Album Review: John Gorka’s ‘Before Beginning’ Revisits His Earliest Studio Recordings August 29, 2016

Before Beginning, a recovered cache of John Gorka’s earliest studio recordings from 1985, is subtitled The Unreleased I Know. Thirty years ago, Gorka decided to shelve these ten songs, nine of which appeared two years later as better-known versions on his official debut album, 1987’s I Know (Red House). He quips in the liner notes of Before Beginning that this collection is “the I Know nobody knew.”

But that shouldn’t tag this set of demos as a mere curio for completists.

These early versions, appearing as kind-hearted sketches and confessionals filtered through a perpetual outsider’s spyglass, are no less solid than their better-known variants.

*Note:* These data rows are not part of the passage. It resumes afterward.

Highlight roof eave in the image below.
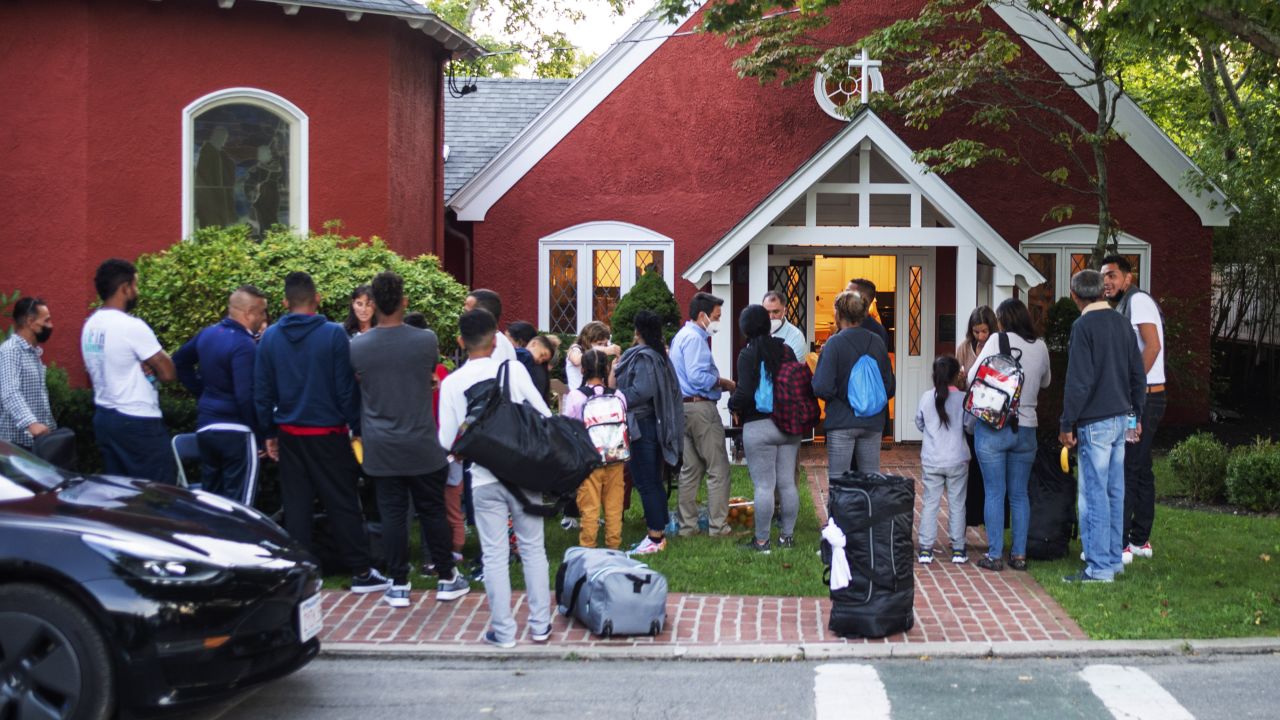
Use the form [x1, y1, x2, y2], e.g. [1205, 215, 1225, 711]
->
[255, 0, 486, 60]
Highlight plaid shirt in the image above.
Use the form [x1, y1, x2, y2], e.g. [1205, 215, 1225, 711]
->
[0, 334, 55, 448]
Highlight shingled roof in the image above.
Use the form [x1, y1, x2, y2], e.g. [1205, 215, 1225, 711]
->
[444, 78, 573, 202]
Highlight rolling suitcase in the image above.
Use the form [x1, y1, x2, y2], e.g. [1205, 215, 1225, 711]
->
[555, 547, 667, 637]
[822, 472, 915, 638]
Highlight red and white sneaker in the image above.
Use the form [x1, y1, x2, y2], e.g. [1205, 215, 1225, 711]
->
[1121, 547, 1133, 565]
[1128, 542, 1153, 558]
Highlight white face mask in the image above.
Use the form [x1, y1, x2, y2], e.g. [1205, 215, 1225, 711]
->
[770, 318, 784, 334]
[706, 320, 721, 336]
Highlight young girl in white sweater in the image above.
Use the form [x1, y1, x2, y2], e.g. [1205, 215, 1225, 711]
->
[914, 355, 971, 564]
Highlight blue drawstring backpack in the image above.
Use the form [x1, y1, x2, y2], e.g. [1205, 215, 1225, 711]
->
[754, 362, 774, 413]
[847, 354, 887, 417]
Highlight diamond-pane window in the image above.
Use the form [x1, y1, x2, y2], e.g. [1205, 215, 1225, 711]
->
[635, 250, 664, 283]
[592, 250, 622, 326]
[548, 250, 578, 334]
[908, 265, 922, 356]
[769, 265, 809, 337]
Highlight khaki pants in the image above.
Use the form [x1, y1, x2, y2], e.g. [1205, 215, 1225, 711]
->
[577, 463, 625, 549]
[678, 401, 732, 534]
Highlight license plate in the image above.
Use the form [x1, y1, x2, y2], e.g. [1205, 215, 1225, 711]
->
[297, 593, 323, 643]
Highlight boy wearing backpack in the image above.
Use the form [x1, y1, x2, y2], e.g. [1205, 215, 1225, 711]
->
[561, 349, 628, 550]
[812, 291, 895, 476]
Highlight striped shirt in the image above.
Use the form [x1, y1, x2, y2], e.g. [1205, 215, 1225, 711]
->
[0, 335, 56, 448]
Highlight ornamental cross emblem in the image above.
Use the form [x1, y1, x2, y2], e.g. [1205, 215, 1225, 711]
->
[816, 49, 885, 119]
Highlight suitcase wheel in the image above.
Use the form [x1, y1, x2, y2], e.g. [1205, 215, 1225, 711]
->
[649, 620, 661, 637]
[601, 620, 613, 638]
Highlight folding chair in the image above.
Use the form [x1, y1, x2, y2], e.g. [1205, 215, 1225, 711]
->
[171, 433, 201, 490]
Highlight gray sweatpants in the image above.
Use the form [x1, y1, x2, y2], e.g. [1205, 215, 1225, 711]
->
[918, 463, 969, 551]
[826, 426, 882, 477]
[744, 419, 802, 543]
[473, 483, 552, 644]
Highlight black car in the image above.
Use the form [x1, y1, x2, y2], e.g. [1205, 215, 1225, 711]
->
[0, 441, 322, 719]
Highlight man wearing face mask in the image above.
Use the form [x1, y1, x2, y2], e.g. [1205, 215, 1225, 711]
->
[763, 291, 808, 361]
[0, 297, 57, 450]
[81, 258, 177, 484]
[670, 292, 736, 536]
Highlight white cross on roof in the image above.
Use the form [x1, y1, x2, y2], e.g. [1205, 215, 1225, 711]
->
[847, 49, 884, 105]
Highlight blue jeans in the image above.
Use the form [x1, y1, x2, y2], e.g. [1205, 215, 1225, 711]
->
[1077, 415, 1126, 580]
[628, 413, 669, 533]
[974, 423, 1035, 559]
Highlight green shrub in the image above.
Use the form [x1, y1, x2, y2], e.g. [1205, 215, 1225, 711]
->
[1225, 439, 1280, 512]
[1045, 296, 1080, 353]
[134, 224, 467, 352]
[1167, 432, 1230, 503]
[609, 269, 681, 350]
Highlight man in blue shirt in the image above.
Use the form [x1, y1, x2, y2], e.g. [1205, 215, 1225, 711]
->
[174, 285, 268, 502]
[669, 292, 736, 536]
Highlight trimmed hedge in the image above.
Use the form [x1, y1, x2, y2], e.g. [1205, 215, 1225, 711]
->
[135, 225, 467, 352]
[1167, 432, 1230, 503]
[1225, 439, 1280, 513]
[609, 269, 681, 350]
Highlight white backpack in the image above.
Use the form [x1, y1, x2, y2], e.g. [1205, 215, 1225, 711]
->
[580, 387, 630, 464]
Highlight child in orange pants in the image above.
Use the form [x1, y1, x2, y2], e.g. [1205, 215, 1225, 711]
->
[561, 349, 627, 549]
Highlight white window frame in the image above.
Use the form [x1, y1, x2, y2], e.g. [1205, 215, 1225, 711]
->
[1020, 225, 1151, 298]
[538, 221, 676, 333]
[182, 87, 309, 239]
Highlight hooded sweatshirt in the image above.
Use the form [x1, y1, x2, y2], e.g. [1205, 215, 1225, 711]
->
[173, 317, 258, 432]
[254, 313, 360, 435]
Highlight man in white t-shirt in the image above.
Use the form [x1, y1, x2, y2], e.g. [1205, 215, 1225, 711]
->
[80, 258, 177, 483]
[437, 308, 552, 649]
[463, 288, 517, 364]
[1102, 254, 1165, 561]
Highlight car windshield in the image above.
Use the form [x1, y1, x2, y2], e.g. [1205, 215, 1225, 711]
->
[0, 441, 71, 499]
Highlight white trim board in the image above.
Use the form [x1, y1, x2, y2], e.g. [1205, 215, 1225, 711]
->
[992, 1, 1233, 226]
[683, 108, 1044, 292]
[181, 87, 309, 240]
[447, 8, 692, 221]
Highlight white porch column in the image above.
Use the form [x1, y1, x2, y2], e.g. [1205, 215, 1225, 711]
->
[955, 244, 977, 346]
[992, 267, 1016, 306]
[748, 243, 769, 307]
[711, 266, 734, 424]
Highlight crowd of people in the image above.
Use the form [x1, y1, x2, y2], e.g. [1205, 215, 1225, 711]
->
[0, 253, 1166, 647]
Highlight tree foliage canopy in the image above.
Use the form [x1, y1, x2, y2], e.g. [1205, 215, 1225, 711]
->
[431, 0, 626, 77]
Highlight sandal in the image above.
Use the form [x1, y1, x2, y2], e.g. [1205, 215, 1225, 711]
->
[976, 556, 1004, 572]
[1008, 556, 1028, 571]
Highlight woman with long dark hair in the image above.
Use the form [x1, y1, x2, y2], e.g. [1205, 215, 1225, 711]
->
[957, 306, 998, 389]
[965, 298, 1051, 572]
[613, 310, 684, 555]
[914, 355, 970, 564]
[729, 305, 802, 553]
[343, 285, 377, 337]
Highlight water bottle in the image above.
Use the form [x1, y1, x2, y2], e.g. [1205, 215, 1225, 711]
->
[1125, 411, 1139, 444]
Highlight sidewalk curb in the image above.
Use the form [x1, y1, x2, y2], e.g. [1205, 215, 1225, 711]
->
[319, 637, 1280, 662]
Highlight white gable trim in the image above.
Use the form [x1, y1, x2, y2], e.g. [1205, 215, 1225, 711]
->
[683, 109, 1044, 290]
[448, 10, 690, 221]
[992, 1, 1233, 226]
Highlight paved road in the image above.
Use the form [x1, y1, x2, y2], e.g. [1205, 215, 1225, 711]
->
[194, 654, 1279, 720]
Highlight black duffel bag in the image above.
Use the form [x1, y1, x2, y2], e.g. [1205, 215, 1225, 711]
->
[452, 360, 600, 516]
[1026, 441, 1077, 560]
[821, 471, 915, 639]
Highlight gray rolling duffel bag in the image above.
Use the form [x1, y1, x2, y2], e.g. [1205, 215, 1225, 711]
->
[555, 547, 668, 637]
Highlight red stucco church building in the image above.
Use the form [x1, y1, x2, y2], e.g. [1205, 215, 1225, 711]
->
[2, 0, 480, 374]
[445, 3, 1230, 431]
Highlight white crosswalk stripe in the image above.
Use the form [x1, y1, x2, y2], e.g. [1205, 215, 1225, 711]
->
[1079, 665, 1196, 720]
[813, 664, 891, 720]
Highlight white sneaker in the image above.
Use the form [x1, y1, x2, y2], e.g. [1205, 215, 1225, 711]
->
[629, 536, 666, 555]
[382, 584, 411, 608]
[1130, 542, 1153, 558]
[1121, 547, 1133, 565]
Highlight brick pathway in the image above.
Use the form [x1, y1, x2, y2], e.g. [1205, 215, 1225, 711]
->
[319, 444, 1084, 650]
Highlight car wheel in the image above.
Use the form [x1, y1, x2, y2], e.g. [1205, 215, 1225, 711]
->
[0, 583, 115, 720]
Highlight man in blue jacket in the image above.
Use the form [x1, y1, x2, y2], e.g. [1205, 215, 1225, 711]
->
[255, 271, 389, 594]
[174, 285, 268, 502]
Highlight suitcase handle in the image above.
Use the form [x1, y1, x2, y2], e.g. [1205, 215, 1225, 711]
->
[565, 576, 588, 615]
[623, 573, 652, 594]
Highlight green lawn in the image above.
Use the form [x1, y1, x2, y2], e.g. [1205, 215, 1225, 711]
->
[325, 465, 829, 598]
[1027, 503, 1280, 640]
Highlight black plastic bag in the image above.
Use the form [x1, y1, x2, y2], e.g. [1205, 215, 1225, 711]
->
[1026, 442, 1077, 560]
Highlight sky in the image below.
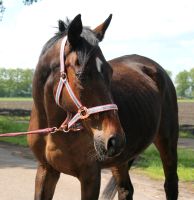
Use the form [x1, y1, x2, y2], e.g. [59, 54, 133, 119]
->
[1, 0, 194, 80]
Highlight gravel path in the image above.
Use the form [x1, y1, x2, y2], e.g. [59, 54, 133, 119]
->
[0, 142, 193, 200]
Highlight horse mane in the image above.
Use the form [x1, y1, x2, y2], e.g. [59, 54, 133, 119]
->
[41, 18, 99, 56]
[35, 18, 100, 94]
[40, 19, 69, 55]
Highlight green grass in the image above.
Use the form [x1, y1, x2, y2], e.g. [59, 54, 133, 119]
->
[179, 131, 194, 139]
[0, 115, 194, 182]
[178, 99, 194, 102]
[0, 116, 29, 146]
[135, 145, 194, 181]
[0, 97, 32, 101]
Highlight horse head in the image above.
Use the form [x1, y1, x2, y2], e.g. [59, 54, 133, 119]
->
[51, 14, 125, 159]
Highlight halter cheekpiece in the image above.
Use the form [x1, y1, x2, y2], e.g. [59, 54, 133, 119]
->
[55, 36, 118, 132]
[0, 36, 118, 137]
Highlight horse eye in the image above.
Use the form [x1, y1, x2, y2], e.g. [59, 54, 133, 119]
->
[76, 59, 80, 66]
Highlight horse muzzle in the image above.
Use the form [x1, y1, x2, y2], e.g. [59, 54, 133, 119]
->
[93, 128, 125, 159]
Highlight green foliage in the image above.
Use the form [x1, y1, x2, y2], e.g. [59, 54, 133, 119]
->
[0, 116, 29, 146]
[175, 70, 190, 97]
[190, 68, 194, 97]
[0, 1, 41, 21]
[23, 0, 40, 6]
[0, 0, 5, 21]
[175, 68, 194, 98]
[179, 131, 194, 139]
[0, 68, 34, 97]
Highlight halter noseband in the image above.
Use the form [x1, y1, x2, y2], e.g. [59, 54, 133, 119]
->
[55, 36, 118, 132]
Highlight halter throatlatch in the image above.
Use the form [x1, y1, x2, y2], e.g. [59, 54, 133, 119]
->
[55, 36, 118, 132]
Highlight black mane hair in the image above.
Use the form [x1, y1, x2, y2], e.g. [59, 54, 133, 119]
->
[41, 18, 99, 58]
[40, 19, 68, 55]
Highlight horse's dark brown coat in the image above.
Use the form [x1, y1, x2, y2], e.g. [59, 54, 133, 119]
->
[28, 15, 178, 200]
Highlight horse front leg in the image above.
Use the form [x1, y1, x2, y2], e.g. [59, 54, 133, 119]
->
[34, 163, 60, 200]
[79, 164, 101, 200]
[111, 161, 134, 200]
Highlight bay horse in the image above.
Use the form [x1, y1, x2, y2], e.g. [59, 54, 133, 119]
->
[28, 14, 179, 200]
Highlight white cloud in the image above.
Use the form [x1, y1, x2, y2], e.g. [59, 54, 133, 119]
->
[0, 0, 194, 78]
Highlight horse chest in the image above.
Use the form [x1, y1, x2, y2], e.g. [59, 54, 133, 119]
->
[45, 142, 78, 176]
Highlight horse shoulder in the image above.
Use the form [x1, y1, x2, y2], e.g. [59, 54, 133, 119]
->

Jim Rooney’s production adds ribbons of pure-toned electric guitar and arching alto saxophone in an amalgam of neo-traditional country and E Street Band-style rock.

It’s crowded, but the production sells the songs. “Down in Milltown,” for example, chugs at an accelerated pace through swooping pedal steel as Gorka’s spiraling acoustic guitar is burnished and tight.

“I Know” boasts serpentine guitars and rim-shot percussion, while “Blues Palace” slips Gorka’s percussive acoustic and fine-grained baritone between coiling stabs of electric guitar. In contrast, the surreal gem “Branching Out,” where Gorka imagines himself as a tree, is stripped down and direct.

Had Gorka released Before Beginning as planned, it would have been a solid start. He’s confident here and his songs soar. Only he knows why they needed to take another tack. But in revisiting his false start, Gorka gives us the opportunity to hear once-familiar tunes with fresh ears.